Le mardi, 20 avril 2021, Reporters Sans Frontières (RSF) a sorti un rapport sur la liberté de la presse dans le monde. La Guinée qui occupait auparavant la 110ème place, a gagné un point de plus et occupe désormais la 109ème place sur 180 pays évalués. Les réactions des professionnels de médias en Guinée, n’ont pas tardé.
Ce jeudi, 22 avril 2021, nous avons rencontré le fondateur et administrateur général du site d’information guineematin.com, Nouhou Baldé, pour aborder ce sujet.
Quelle explication avez-vous après la sortie de ce rapport du RSF ? Est-ce que le contenu reflète les réalités sur le terrain ?
Nouhou Baldé : Je pense que la publication du rapport était attendue surtout par les victimes.

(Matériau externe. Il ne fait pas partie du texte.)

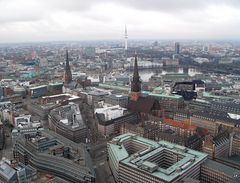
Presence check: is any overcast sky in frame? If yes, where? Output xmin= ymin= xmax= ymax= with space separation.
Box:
xmin=0 ymin=0 xmax=240 ymax=42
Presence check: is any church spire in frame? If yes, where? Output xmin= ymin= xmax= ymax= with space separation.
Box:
xmin=131 ymin=54 xmax=141 ymax=93
xmin=64 ymin=50 xmax=72 ymax=84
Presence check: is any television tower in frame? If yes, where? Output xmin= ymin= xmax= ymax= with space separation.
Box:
xmin=124 ymin=25 xmax=128 ymax=51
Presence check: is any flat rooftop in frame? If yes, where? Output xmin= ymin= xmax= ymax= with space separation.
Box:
xmin=108 ymin=133 xmax=207 ymax=182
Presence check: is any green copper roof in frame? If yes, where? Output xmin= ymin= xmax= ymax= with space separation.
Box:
xmin=108 ymin=133 xmax=207 ymax=182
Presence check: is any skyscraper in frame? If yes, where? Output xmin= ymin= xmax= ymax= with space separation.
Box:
xmin=175 ymin=42 xmax=180 ymax=54
xmin=63 ymin=50 xmax=72 ymax=84
xmin=124 ymin=25 xmax=128 ymax=51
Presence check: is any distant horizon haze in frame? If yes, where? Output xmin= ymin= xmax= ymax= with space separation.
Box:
xmin=0 ymin=0 xmax=240 ymax=43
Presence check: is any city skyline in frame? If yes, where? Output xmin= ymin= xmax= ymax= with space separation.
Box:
xmin=0 ymin=0 xmax=240 ymax=43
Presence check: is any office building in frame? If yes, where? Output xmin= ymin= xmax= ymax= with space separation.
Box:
xmin=13 ymin=130 xmax=95 ymax=183
xmin=48 ymin=102 xmax=87 ymax=143
xmin=0 ymin=158 xmax=37 ymax=183
xmin=107 ymin=133 xmax=207 ymax=183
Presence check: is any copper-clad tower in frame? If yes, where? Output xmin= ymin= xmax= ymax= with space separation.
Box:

Vous savez que quand on parle de rapport, il y a ceux qui briment et ceux qui sont brimés. Les journalistes, les médias sont de l’autre côté de la barrière. Nous sommes les victimes des repressions contre la liberté de la presse et puis généralement contre les libertés d’expression parce qu’au-delà du fait qu’on nous prive quelques fois d’exprimer nos idées, le fait qu’on durcisse les conditions d’expression dans un pays, rétrécit le champ d’action des journalistes puisque quand ceux qui s’expriment sont inquiétés, intimidés, persécutés, nous sommes aussi victimes. Parce que nous allons manquer d’une manière ou d’une autre d’interlocuteurs surtout d’interlocuteurs percutants, des gens qui disent de façon claire leurs opinions. Malheureusement, nous vivons dans un pays où les espaces de liberté sont rétrécis chaque jour davantage.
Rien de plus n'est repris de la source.